BogorOne.co.id | Kota Bogor – Tembok penahan tanah (TPT) di Kelurahan Bondongan, Kecamatan Bogor Selatan, Kota Bogor, longsor, Kamis (29/1/2026) petang. Satu warga tewas tertimpa material longsoran.
Korban bernama Mimin (55), seorang pedagang jajanan anak yang berjualan di depan rumahnya.
Ketua RT setempat Surya Atmaja mengatakan, longsor terjadi sekitar pukul 18.30 WIB, tidak lama setelah azan Magrib berkumandang. Saat itu, hujan deras mengguyur kawasan tersebut.
“Tinggi tembok penahan tanah sebenarnya hanya dua meter, tetapi seluruh materialnya dari batu. Korban sedang keluar rumah untuk merapikan dagangan,” kata Surya di lokasi kejadian.
Mimin baru saja selesai menunaikan salat ketika tembok penahan tanah longsor. Ia tengah berjalan di depan rumahnya saat material batu merosot dan menimpanya.
“Rumahnya tidak terkena longsor. Dia sedang jalan di depan rumah, tiba-tiba batu merosot dan menimpa,” ujar Surya.
Proses evakuasi jenazah berlangsung sekitar satu jam. Material longsoran berupa batu menjadi kendala utama dalam upaya penyelamatan.
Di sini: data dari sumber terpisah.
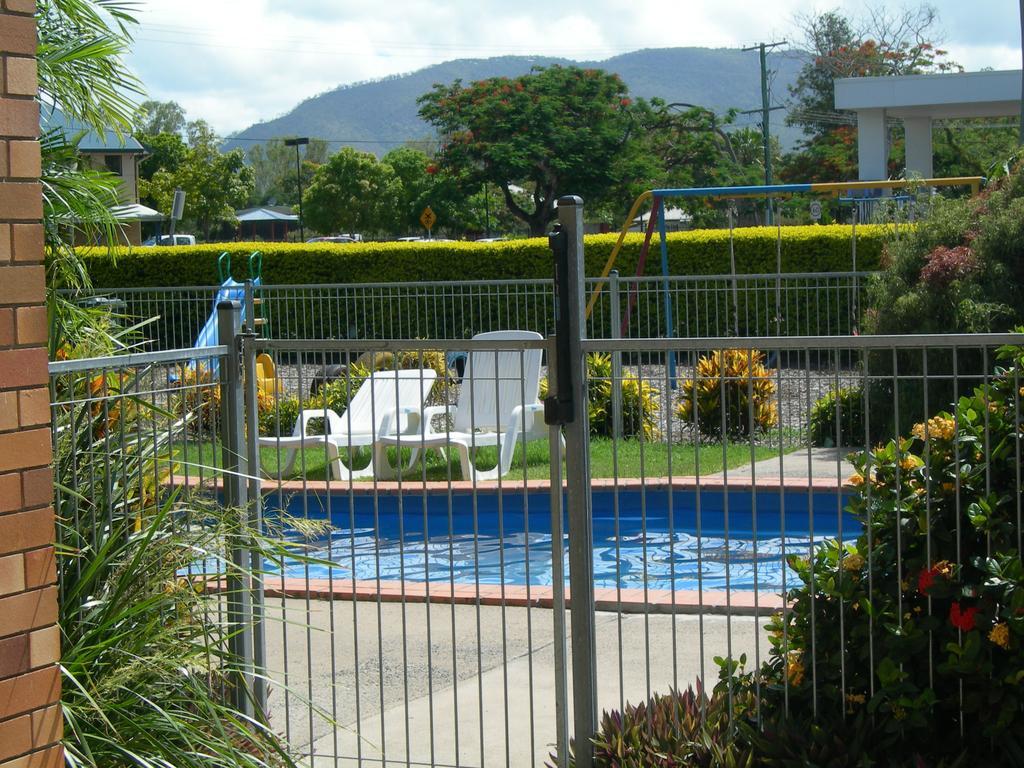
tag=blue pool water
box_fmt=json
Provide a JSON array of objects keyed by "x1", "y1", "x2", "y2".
[{"x1": 266, "y1": 488, "x2": 859, "y2": 591}]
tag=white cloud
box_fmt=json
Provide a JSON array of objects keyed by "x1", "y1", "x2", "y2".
[{"x1": 123, "y1": 0, "x2": 1020, "y2": 133}]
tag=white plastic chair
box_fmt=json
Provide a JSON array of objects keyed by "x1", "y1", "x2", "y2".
[
  {"x1": 373, "y1": 331, "x2": 564, "y2": 480},
  {"x1": 259, "y1": 368, "x2": 437, "y2": 480}
]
Warga setempat bersama petugas gabungan bekerja hati-hati agar tidak merusak jenazah korban.
Jenazah Mimin sempat dibawa ke RS Melania di Kecamatan Bogor Selatan untuk pembersihan sebelum dikembalikan ke rumah. Korban dipastikan telah meninggal dunia saat ditemukan tertimbun material.
“Korban tidak meninggal di rumah sakit. Saat ditimbun dan diangkat, sudah meninggal,” kata Surya.
Jenazah akan dimakamkan pada Jumat (30/1/2026) di pemakaman dekat rumahnya. Keluarga korban terlihat berduka. Sebagian dari mereka membaca kitab suci untuk mendoakan korban.
Sementara itu, warga bersama petugas gabungan masih membersihkan puing longsoran yang mengganggu akses jalan setapak warga.